Diğer kayda değer olay ise Taraf’ın liberal köşe yazarı Alper Görmüş’ün kaleme aldığı ve Balyoz Planı’nın gerçekliğini savunan bir dizi makaledir. Hakkını verelim, kendisi bizim savlarımızı dikkate alan ve itibarsızlaştırmak için dahi olsa ciddi şekilde tartışan tek Balyoz Davası savunucusudur. Dava hakkında yazdığı dört yıl boyunca, argümanı ciddi bir evrim geçirmiştir. En sonunda, Görmüş özünde sanıklar karşısında inandırıcı bir dava yürütüldüğü iddiasından vazgeçmiştir. 2014’ün başlarında yayınlanan röportajında, Pınar ve benim ortaya koyduğumuz savların karşısında durmasının nedeninin, “kamuoyu” üzerinde oluşturduğumuz etki olduğunu belirtti: “Ben, yaratılmak istenen, ‘bu memlekette 2002’den beri hiçbir şey olmadı, seçilmiş hükümete karşı askerler tavır almadı, her şey palavra’ algısına karşı mücadele ediyorum”.

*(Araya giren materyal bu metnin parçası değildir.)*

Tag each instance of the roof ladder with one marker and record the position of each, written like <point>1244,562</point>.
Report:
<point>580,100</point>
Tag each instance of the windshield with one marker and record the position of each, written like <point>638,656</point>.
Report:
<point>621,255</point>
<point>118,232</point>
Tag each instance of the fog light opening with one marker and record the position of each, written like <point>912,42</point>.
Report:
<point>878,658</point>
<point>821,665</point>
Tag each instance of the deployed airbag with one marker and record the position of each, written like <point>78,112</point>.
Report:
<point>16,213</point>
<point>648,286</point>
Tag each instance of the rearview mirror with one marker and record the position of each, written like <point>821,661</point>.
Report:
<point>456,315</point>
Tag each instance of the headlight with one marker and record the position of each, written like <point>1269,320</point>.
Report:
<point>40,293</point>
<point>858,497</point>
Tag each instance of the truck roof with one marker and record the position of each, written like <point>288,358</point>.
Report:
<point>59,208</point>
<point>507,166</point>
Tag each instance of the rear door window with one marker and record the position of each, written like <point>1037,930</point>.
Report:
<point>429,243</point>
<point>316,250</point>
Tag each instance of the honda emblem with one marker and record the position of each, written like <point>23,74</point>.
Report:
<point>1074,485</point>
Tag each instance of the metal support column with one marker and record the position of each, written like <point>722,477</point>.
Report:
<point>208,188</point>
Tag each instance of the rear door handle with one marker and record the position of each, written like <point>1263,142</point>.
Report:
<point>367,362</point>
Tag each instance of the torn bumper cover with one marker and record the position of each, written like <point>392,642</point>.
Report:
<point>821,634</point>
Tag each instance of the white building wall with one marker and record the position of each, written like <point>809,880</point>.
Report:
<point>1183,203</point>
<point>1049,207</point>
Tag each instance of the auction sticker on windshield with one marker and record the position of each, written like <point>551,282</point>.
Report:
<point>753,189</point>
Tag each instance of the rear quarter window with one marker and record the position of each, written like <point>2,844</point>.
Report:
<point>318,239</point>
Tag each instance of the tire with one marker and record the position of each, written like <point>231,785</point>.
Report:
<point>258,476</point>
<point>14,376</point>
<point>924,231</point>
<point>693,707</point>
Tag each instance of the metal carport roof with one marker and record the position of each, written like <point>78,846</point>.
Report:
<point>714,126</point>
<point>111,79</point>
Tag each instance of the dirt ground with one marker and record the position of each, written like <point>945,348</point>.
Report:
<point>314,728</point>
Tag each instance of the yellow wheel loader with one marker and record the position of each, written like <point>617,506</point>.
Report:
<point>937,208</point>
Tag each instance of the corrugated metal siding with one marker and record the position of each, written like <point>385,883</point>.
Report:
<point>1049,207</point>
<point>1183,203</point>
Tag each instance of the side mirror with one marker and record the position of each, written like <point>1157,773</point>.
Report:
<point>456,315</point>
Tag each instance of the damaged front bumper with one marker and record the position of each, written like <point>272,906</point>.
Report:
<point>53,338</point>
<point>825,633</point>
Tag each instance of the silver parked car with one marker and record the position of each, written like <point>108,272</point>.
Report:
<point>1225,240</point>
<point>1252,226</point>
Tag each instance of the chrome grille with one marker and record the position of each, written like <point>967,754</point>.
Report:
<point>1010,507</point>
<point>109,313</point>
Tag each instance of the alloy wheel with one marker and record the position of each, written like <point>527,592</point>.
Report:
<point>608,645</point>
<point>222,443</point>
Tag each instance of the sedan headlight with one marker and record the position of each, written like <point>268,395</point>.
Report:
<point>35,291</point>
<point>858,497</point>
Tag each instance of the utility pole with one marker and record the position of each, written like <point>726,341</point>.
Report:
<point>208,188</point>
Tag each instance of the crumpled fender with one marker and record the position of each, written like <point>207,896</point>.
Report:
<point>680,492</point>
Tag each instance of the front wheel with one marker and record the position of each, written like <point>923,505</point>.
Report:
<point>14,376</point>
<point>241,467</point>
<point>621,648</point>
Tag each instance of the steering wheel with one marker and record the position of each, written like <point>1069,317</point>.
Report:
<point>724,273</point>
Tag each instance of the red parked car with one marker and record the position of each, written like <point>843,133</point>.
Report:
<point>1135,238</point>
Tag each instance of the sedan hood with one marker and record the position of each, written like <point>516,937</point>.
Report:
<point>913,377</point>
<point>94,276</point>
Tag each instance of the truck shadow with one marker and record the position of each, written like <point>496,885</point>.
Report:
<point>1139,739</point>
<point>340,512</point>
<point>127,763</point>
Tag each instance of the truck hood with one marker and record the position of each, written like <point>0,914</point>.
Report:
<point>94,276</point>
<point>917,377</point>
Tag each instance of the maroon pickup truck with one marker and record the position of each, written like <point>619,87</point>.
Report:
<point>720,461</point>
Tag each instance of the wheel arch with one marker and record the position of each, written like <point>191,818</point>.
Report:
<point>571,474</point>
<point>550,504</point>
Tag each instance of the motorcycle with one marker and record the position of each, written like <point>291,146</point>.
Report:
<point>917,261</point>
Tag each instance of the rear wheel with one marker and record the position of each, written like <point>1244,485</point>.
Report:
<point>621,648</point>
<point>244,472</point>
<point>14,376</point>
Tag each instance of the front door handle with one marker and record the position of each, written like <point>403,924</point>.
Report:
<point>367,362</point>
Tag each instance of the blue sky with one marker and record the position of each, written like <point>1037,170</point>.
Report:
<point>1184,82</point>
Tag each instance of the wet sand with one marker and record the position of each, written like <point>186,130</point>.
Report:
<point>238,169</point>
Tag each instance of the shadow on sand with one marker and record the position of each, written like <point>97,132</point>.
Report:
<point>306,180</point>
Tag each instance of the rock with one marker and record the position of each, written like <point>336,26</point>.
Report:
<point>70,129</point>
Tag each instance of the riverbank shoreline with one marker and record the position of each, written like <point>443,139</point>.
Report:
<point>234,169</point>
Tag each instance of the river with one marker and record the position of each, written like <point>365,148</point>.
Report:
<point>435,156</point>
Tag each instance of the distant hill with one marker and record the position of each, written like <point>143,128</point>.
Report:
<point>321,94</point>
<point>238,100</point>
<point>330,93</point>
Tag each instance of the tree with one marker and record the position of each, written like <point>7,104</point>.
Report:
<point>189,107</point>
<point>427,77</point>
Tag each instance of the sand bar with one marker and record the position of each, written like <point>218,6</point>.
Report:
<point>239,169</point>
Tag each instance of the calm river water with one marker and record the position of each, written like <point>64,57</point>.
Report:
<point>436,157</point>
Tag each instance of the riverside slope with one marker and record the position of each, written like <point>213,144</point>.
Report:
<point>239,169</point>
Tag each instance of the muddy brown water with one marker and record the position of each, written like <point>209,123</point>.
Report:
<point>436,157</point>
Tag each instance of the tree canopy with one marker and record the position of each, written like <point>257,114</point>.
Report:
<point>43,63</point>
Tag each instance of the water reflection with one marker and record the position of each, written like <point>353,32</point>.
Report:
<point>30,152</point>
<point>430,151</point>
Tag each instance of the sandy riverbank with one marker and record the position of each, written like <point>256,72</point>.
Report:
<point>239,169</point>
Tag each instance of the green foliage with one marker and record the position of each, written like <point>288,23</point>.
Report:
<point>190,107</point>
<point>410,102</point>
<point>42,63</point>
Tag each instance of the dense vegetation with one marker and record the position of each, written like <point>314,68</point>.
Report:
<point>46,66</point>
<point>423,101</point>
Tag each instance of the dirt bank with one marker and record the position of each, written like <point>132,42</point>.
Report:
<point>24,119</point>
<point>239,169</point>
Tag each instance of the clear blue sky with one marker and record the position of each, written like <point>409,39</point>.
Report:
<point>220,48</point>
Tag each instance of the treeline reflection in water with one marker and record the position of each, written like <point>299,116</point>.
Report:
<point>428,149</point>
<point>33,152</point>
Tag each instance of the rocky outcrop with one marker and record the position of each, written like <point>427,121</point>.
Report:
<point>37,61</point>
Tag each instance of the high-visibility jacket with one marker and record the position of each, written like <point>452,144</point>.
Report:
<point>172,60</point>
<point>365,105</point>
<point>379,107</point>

Nihayetinde, birçok yorumcu için Balyoz belgelerinin gerçek olup olmadığı pek de önemli olmamıştır. 2003’ün Mart ayında Orgeneral Doğan’ın başkanlığında düzenlenen askeri seminerin zabıtları, onlar için yeterli ölçüde kanıt niteliğindedir. Balyoz belgelerine dair problemlerin görmezden gelinemeyecek ölçüde ciddi noktalara varmış olması karşısında bu genel bir taktiğe dönüşmüştür. Ancak bu taktik, dijital kanıtların hakikatine dayanan yargılamanın bütün mantığına gölge düşürmüştür. Düzmece belgeleri kimler hazırlamıştır? Seminer başlı başına bir darbe girişimi ise savcılar hangi nedenle bu belgelere bel bağlamayı seçmişlerdi? Bunlar cevabı halen verilmemiş sorular olmayı sürdürmektedir.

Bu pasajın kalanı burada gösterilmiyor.